Fashion week research
The initial Dormie Workshop prototype was “literally a bag of leather shaped like a sock” but that’s where expectations were at with headcovers, admits Jeff. They came to that first show with something inspired and creative and that was just, well, different. There was a real opportunity in the space, they had an idea and wanted to be creative, but they were unaware that the technology for sewing even existed.
They ended up going to Kijjii, a Canadian sibling to eBay, to find local tailors and seamstresses to ask about getting prototypes put together.
“It was a matter of, if we do it, what machinery did we need? We had visions but we had no talent for the execution of it,” says Jeff.
These days, the brothers can do almost anything with their headcovers – even turning an old baseball mitt into a driver cover. They’ve attended fashion weeks in both Milan and New York to see what designers are doing with leather, and it’s expected they’ll head back to those shows again soon.
Todd recalls with a laugh trying to speak to the Italian folks – with an obvious huge language barrier – and doing a fake golf swing to show what they were trying to do with their product.
“We still got to go and see and feel (the new leathers) and if we were lucky enough to talk to someone who had heard of the sport of golf … they might know it,” says Todd. “If we could just catch one-tenth of the fashion sense of what everyone was touting in Milan and New York, we could light the world on fire.”
An eye on the future
Beyond headcovers, Dormie also has a wallet, stash bag, custom leather flags, and glove caddies on offer.
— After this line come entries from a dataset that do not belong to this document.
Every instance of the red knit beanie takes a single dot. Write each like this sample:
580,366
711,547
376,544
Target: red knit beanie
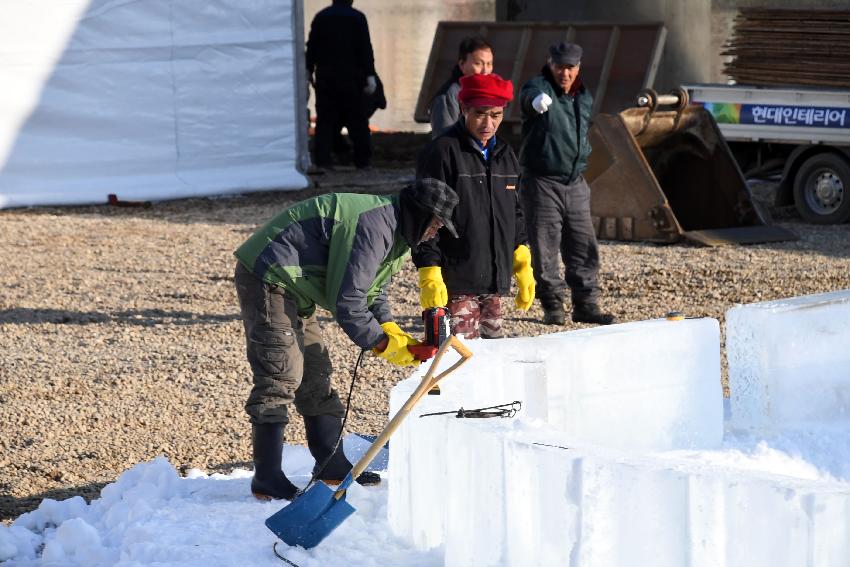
485,90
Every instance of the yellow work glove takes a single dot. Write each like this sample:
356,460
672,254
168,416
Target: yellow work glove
432,289
396,351
524,278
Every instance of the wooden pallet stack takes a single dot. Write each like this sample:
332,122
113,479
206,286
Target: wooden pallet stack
779,47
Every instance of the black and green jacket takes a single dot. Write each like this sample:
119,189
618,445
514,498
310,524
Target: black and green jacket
555,142
337,251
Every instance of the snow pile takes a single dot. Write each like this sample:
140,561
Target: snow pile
573,478
614,460
152,516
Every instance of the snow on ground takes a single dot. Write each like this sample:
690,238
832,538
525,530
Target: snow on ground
152,516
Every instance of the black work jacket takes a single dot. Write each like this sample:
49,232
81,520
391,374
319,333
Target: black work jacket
339,42
488,218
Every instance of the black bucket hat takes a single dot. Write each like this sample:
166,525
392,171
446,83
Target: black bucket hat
565,53
436,197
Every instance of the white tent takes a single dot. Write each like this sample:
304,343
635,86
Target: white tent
153,99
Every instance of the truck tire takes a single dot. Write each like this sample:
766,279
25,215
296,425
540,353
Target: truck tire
822,189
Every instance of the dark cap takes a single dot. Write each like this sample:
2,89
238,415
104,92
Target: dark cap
565,53
435,196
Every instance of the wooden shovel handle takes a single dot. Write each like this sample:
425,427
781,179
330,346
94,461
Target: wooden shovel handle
427,383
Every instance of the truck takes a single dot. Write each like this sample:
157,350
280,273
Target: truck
800,134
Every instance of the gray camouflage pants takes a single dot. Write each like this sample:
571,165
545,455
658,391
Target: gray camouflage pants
558,220
476,316
288,359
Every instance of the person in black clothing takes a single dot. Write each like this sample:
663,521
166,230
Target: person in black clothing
556,109
490,244
341,67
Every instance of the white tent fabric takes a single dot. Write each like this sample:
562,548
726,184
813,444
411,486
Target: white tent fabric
148,99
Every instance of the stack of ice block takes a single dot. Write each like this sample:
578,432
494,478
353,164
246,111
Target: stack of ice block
599,467
789,362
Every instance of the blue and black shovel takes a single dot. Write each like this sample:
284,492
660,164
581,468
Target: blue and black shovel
313,515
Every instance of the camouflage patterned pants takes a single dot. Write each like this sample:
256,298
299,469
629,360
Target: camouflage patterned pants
476,316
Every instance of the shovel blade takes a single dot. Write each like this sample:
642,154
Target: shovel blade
311,517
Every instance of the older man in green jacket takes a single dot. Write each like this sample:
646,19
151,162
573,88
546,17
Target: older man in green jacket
555,118
338,252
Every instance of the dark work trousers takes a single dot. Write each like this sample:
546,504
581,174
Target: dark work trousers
339,102
557,216
286,353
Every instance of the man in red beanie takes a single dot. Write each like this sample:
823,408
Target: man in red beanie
470,272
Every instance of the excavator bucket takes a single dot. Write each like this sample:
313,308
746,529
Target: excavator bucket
663,175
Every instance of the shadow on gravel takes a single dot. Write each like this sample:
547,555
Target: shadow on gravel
141,317
11,507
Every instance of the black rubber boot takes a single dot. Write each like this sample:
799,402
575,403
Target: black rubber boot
590,313
322,433
269,482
They’re not currently selling a weekender bag, but they have a model for one, and they are working on a shoulder-bag model, too. They’re thrilled that a box of their goodies recently landed at St Andrews in Scotland.
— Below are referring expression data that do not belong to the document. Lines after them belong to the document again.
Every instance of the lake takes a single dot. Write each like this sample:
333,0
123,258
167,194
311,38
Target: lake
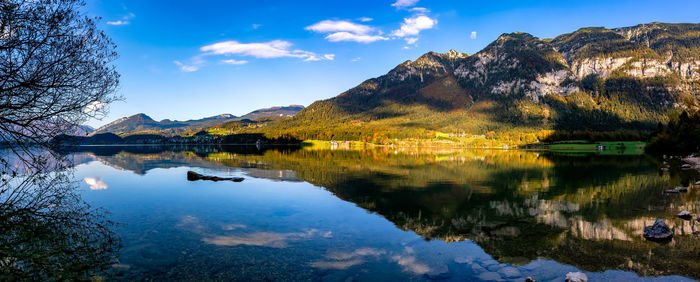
388,213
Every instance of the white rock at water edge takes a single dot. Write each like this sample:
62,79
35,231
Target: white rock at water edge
576,277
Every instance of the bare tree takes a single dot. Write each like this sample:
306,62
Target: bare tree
56,70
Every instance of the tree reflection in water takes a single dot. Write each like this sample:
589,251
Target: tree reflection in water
46,230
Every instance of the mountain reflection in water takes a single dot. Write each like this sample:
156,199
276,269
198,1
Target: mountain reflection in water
520,207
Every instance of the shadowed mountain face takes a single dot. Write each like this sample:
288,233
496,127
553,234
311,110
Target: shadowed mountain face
143,124
593,79
584,210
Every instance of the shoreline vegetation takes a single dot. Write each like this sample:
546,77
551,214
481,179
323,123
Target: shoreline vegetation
443,141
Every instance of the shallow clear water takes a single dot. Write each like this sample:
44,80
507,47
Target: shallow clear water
388,214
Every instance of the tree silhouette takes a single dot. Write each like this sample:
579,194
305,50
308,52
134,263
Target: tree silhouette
56,70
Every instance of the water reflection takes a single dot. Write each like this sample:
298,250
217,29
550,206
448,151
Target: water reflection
519,207
46,230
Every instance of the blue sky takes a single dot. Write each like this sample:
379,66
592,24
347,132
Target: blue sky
191,59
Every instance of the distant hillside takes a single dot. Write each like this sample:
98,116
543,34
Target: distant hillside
287,111
593,79
143,124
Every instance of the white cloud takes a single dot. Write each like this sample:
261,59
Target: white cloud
94,106
413,26
234,62
346,31
347,36
95,183
119,22
186,68
419,10
263,50
123,21
404,3
336,26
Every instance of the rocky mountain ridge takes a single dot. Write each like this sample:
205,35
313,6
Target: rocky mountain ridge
142,123
596,79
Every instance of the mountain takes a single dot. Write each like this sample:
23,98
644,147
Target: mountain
287,111
143,124
519,87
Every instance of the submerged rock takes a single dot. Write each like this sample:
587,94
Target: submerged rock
677,190
509,272
658,232
193,176
685,215
489,276
576,277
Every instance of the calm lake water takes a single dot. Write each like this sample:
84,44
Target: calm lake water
406,214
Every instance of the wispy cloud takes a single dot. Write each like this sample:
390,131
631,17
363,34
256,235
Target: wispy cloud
186,68
125,20
335,26
404,3
234,62
94,106
419,10
414,25
346,31
347,36
263,50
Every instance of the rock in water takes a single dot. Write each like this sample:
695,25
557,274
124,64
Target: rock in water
685,215
193,176
658,232
576,277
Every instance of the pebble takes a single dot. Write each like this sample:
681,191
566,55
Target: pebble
685,215
494,267
477,268
509,272
466,260
489,276
576,277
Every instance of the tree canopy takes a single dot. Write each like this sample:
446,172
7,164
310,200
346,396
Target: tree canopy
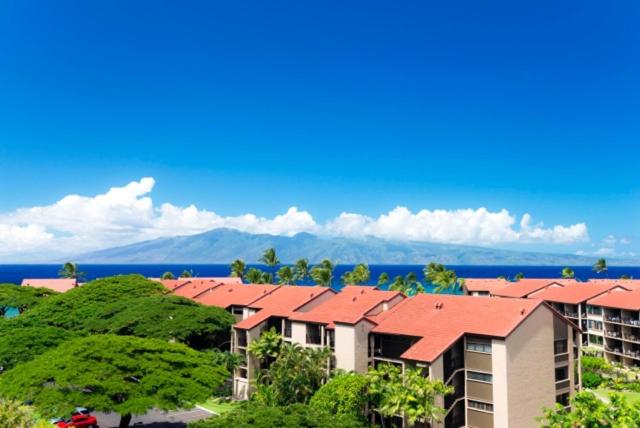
21,344
294,416
126,375
21,297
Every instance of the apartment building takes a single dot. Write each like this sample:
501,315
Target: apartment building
271,311
505,358
607,310
614,325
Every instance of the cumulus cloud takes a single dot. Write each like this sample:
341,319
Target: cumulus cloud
128,214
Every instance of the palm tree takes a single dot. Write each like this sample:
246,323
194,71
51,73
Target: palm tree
600,266
301,270
186,274
167,275
269,257
383,279
71,271
321,276
254,276
568,273
237,268
285,275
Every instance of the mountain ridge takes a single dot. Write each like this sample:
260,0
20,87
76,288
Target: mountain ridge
225,245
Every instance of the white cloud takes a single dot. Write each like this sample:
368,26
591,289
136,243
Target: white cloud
127,214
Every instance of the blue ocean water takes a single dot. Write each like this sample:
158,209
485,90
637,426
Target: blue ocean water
16,273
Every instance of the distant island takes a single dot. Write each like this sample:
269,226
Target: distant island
223,245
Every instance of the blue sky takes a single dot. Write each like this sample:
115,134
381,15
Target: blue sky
359,107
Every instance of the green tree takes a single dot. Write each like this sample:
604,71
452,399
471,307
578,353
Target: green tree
267,347
21,297
360,274
600,266
168,275
170,318
383,278
238,268
295,375
20,344
270,258
301,270
285,275
568,273
321,276
589,411
17,415
252,415
126,375
254,276
344,394
409,394
71,271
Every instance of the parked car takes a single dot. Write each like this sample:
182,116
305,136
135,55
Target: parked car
80,418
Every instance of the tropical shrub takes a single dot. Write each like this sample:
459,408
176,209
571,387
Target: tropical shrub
344,394
252,415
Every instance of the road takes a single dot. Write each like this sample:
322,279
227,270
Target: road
155,419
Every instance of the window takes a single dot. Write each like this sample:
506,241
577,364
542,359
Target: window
481,377
287,328
479,405
479,346
314,337
594,310
562,374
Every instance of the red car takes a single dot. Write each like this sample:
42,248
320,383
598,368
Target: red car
81,418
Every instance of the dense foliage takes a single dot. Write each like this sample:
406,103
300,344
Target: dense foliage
589,411
21,297
293,416
344,394
16,415
127,375
21,344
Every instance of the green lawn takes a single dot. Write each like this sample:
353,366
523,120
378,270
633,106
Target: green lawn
219,406
633,397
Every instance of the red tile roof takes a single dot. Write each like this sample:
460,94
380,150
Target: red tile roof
281,303
227,295
56,284
618,298
349,306
571,293
439,320
526,286
485,284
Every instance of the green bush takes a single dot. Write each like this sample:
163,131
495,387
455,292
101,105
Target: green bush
252,415
591,380
345,394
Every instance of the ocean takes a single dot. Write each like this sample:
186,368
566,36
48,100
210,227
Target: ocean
17,272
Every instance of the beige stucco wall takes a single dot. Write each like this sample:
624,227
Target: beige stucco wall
351,348
530,369
500,383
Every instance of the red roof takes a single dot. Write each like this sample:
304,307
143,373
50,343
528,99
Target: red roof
349,306
526,286
227,295
618,298
56,284
571,293
439,320
281,303
485,284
“If eight years ago they said you’d be selling there, well, something went really right,” says Todd.
And the sock-adjacent prototype days are now well in the rear-view mirror. A perfect example? These days when they’re at a tradeshow they’ll put a custom headcover they made for Florida’s revered Seminole Golf Club in the centre of the table. There’s the iconic pink clubhouse. It’s made of high-quality leather, of course. Embroidery. Laser etching. A French seam. Multiple colours and a custom liner. They make custom pieces that reflect the culture and unique features of a club – anything goes, and they’re excited to do even more, despite the heaping handful of features already included in their current headcover offerings.
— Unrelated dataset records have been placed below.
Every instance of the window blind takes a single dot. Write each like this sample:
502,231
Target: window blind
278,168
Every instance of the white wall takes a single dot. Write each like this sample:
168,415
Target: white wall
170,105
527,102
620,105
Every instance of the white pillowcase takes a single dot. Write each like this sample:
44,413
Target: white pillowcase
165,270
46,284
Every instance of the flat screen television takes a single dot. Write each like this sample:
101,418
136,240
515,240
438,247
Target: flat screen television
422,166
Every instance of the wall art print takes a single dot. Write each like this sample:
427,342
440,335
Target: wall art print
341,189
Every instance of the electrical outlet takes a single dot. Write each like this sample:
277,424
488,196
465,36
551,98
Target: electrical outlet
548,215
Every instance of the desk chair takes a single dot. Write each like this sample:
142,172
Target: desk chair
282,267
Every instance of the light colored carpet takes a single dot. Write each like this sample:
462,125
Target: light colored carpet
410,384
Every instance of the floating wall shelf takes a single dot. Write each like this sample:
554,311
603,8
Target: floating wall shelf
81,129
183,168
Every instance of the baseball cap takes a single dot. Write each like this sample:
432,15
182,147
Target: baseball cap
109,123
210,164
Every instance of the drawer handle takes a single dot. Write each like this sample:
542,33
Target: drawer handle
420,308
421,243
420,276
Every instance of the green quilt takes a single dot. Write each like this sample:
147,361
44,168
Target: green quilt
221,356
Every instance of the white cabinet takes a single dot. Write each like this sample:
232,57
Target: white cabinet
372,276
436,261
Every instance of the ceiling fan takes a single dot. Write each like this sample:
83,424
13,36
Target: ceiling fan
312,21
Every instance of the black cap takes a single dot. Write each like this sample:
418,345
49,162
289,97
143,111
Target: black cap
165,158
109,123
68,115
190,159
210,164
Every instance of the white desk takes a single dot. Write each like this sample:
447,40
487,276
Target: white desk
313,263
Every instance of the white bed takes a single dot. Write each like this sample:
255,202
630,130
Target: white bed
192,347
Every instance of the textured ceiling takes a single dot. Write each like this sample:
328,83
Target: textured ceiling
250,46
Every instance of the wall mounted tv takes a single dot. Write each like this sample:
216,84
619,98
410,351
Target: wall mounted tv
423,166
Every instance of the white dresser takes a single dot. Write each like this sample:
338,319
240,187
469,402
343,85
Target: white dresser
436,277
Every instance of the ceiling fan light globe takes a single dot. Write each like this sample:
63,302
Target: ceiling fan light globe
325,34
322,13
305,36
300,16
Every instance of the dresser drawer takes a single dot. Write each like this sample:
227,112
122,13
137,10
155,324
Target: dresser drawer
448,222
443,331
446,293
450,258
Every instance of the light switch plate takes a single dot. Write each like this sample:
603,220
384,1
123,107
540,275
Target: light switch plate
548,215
“Once you find out about laser etching and embroidering you’re like, well, what else is next? What else exists out there that we don’t know about and how can we update it or create something that isn’t already out on the market,” says Jeff. “We don’t rest. We take (the Golf Digest) prize and then we’re like, ‘What are we doing this year to win next year?’ We’ve had that attitude right from the get-go and we’re just trying to improve the process and make things look as cool as possible with the best techniques as possible.”